Had the owner and agents applied for the council license they needed to let the home as an HMO, the council would have required them to immediately install basic fire safety measures such as smoke alarms, Ealing Council said.
After consultation between the council and the London Fire Brigade, they would also have been served with a formal enforcement notice requiring them to install an automatic fire detection system in the building.
Ealing found that all three parties responsible for the building were culpable and negligent. The landlord paid the fine, meaning he now cannot be named, but the other parties initially appealed.
At a residential property tribunal in December, the panel found that “as has been demonstrated here, neglect can be every bit as harmful as actively bad management” and upheld all three maximum penalties.

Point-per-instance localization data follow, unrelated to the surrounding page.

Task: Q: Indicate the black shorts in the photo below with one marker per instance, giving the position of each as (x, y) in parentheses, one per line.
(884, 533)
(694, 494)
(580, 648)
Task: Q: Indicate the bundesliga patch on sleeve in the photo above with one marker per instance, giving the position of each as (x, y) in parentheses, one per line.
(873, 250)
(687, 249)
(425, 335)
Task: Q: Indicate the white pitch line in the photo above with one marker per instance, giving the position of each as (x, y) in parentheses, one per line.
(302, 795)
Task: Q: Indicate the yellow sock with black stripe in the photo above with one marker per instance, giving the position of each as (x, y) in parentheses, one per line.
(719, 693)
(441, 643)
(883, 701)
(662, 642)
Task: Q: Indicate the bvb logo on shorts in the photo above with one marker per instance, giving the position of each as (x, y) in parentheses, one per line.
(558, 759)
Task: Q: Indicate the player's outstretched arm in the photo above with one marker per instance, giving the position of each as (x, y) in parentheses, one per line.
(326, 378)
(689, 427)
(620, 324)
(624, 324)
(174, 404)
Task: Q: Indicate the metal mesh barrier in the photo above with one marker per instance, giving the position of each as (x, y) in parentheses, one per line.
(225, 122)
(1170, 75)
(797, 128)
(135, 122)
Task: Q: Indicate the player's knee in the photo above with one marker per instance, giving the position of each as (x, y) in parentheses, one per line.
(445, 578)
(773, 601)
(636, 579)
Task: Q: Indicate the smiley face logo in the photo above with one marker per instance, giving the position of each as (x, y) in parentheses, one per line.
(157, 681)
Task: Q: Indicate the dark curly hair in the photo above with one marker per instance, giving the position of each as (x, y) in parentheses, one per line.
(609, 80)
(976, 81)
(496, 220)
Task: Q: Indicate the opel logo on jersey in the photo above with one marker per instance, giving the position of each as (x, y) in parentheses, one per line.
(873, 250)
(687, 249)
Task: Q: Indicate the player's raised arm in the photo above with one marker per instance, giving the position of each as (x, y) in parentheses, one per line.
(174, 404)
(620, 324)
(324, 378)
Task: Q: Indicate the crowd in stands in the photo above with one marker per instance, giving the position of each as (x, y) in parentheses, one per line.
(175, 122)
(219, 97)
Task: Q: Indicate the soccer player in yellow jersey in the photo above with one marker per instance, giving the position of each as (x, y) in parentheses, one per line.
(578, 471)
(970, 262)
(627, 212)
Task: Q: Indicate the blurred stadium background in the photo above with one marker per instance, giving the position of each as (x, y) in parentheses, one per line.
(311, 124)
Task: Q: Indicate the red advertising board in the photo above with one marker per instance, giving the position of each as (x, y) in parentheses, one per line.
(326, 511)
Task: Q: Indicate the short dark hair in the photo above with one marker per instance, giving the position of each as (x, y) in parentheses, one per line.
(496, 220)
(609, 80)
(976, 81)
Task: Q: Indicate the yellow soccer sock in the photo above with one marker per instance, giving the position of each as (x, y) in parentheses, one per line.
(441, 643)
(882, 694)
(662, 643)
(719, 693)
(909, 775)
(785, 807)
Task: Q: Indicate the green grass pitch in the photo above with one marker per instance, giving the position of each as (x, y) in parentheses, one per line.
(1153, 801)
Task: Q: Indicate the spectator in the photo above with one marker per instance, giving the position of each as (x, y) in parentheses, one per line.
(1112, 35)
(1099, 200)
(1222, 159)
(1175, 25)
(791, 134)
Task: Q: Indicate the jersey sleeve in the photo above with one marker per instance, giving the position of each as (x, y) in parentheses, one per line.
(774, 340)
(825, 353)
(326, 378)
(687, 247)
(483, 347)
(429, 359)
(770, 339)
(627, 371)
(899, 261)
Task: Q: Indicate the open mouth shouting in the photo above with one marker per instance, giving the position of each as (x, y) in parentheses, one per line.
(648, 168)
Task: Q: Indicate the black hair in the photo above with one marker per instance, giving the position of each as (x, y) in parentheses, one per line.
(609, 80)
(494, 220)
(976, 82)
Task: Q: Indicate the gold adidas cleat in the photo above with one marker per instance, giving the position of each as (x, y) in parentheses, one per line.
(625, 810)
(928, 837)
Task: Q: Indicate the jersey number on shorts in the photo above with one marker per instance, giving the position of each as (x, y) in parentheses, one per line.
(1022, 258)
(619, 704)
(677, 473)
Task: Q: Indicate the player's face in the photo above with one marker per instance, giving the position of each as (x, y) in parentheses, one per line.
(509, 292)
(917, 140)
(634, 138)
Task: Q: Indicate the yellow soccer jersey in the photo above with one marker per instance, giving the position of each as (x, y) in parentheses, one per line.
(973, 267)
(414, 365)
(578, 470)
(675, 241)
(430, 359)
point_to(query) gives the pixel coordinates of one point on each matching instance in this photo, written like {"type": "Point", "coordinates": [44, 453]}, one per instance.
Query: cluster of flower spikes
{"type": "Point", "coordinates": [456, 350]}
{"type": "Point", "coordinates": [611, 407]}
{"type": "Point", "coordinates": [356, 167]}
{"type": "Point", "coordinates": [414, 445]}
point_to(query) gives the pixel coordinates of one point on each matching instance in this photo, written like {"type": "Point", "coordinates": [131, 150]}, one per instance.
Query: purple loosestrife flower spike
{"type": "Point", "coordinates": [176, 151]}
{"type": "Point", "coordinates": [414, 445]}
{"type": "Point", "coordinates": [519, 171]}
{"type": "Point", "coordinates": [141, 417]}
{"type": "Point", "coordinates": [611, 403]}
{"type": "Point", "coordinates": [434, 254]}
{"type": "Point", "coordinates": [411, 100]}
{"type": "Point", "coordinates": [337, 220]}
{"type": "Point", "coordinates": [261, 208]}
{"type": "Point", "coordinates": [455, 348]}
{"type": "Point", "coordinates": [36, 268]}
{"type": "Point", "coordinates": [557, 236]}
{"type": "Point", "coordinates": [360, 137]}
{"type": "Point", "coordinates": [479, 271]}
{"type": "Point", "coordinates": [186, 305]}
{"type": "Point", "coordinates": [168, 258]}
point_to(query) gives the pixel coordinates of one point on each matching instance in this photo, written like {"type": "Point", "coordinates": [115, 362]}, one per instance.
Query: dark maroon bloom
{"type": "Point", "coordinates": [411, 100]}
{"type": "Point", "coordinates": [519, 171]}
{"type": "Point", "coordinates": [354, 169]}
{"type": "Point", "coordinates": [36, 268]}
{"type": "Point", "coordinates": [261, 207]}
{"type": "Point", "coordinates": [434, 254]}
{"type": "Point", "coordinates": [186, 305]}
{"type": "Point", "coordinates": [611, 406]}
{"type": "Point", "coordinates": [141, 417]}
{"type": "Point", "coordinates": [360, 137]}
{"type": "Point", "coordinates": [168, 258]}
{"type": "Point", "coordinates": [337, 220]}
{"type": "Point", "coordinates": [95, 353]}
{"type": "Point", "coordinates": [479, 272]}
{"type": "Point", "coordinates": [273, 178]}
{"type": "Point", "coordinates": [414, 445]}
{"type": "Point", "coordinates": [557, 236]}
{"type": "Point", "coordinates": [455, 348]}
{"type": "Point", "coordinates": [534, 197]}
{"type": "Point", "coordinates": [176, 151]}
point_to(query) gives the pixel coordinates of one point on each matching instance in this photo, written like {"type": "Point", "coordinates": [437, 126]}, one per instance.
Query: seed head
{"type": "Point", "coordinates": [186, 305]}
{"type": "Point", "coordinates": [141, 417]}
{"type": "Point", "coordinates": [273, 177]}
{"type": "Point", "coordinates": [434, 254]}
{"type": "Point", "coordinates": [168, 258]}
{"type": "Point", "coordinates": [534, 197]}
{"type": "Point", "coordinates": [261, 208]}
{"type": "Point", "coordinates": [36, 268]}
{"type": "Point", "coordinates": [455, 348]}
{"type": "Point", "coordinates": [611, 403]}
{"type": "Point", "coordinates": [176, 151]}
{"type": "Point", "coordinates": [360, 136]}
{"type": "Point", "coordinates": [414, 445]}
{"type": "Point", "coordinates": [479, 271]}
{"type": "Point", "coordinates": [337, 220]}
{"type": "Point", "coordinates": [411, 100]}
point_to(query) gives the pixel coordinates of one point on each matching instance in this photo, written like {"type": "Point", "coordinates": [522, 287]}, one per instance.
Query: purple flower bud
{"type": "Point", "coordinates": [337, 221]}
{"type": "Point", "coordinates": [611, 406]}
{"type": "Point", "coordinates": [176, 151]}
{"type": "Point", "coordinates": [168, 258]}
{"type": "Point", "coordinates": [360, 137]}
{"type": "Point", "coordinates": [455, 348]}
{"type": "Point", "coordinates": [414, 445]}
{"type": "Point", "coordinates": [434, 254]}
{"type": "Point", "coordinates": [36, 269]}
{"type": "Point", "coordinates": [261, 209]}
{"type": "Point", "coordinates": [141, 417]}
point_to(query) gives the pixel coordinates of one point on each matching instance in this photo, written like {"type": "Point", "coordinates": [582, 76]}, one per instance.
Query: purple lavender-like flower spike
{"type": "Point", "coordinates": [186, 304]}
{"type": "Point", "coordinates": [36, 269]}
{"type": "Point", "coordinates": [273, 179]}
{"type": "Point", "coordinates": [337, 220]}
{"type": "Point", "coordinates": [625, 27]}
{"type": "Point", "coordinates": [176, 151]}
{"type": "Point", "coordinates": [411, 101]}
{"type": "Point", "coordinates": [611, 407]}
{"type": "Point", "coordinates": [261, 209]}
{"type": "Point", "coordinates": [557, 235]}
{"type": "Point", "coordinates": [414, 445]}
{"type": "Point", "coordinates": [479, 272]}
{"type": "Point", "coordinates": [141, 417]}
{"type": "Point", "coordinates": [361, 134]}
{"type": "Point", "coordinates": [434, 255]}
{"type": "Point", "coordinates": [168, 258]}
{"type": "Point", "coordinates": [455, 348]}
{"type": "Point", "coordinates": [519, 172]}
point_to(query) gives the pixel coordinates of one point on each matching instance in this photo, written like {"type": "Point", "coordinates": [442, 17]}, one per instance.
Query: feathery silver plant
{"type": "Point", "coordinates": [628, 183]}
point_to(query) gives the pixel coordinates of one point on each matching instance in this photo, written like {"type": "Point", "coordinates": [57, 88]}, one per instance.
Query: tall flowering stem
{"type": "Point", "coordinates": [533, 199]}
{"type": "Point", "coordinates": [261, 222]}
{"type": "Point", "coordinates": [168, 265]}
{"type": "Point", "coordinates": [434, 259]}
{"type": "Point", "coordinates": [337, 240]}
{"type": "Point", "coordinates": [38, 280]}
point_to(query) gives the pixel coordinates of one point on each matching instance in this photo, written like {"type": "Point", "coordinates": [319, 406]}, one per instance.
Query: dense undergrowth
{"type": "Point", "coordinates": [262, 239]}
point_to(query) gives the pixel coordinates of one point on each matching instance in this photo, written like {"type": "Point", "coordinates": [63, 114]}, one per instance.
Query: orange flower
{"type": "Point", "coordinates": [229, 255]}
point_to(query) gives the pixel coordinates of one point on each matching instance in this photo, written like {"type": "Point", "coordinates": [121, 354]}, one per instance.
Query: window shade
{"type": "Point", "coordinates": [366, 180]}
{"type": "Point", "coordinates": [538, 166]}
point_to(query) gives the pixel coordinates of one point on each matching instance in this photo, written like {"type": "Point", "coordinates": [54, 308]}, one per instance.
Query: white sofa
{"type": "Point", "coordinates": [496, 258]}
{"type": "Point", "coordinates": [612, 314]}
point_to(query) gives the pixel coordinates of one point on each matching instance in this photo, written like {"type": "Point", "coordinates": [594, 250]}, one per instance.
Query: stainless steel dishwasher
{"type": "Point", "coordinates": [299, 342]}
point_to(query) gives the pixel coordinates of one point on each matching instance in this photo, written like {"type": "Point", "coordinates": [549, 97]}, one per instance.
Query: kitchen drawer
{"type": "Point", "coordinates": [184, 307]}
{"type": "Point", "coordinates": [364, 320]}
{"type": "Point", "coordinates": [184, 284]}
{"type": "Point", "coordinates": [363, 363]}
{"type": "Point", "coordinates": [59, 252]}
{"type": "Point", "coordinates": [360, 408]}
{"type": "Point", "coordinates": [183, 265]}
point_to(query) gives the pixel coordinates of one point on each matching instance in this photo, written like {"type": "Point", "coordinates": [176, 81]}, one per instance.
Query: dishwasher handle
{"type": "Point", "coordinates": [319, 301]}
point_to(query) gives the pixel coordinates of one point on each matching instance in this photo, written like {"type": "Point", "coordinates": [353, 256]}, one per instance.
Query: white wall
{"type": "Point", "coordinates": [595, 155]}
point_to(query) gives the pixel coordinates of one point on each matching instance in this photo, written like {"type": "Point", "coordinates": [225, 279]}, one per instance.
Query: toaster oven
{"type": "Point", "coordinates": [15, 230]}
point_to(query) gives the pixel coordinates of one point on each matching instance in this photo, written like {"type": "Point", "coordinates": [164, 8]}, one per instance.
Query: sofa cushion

The deadline for appealing against this ruling has now passed.
Joanna Camadoo-Rothwell, Ealing Council’s lead member for community safety and inclusion, said: “Our rental property licensing process would have immediately identified that this building was ill-equipped to house people.
“A family has been torn apart due to the negligence of this landlord and his agents; the fire would have been contained and minimised if proper procedures had been followed. The harm that arose stemmed directly from the owner and agent’s failure to licence the property, which they deliberately avoided doing because they knew the house was unfit.”
She added that the council would continue to pursue rogue landlords and agents to the fullest extent of the law.
The family is now housed in temporary accommodation by the council.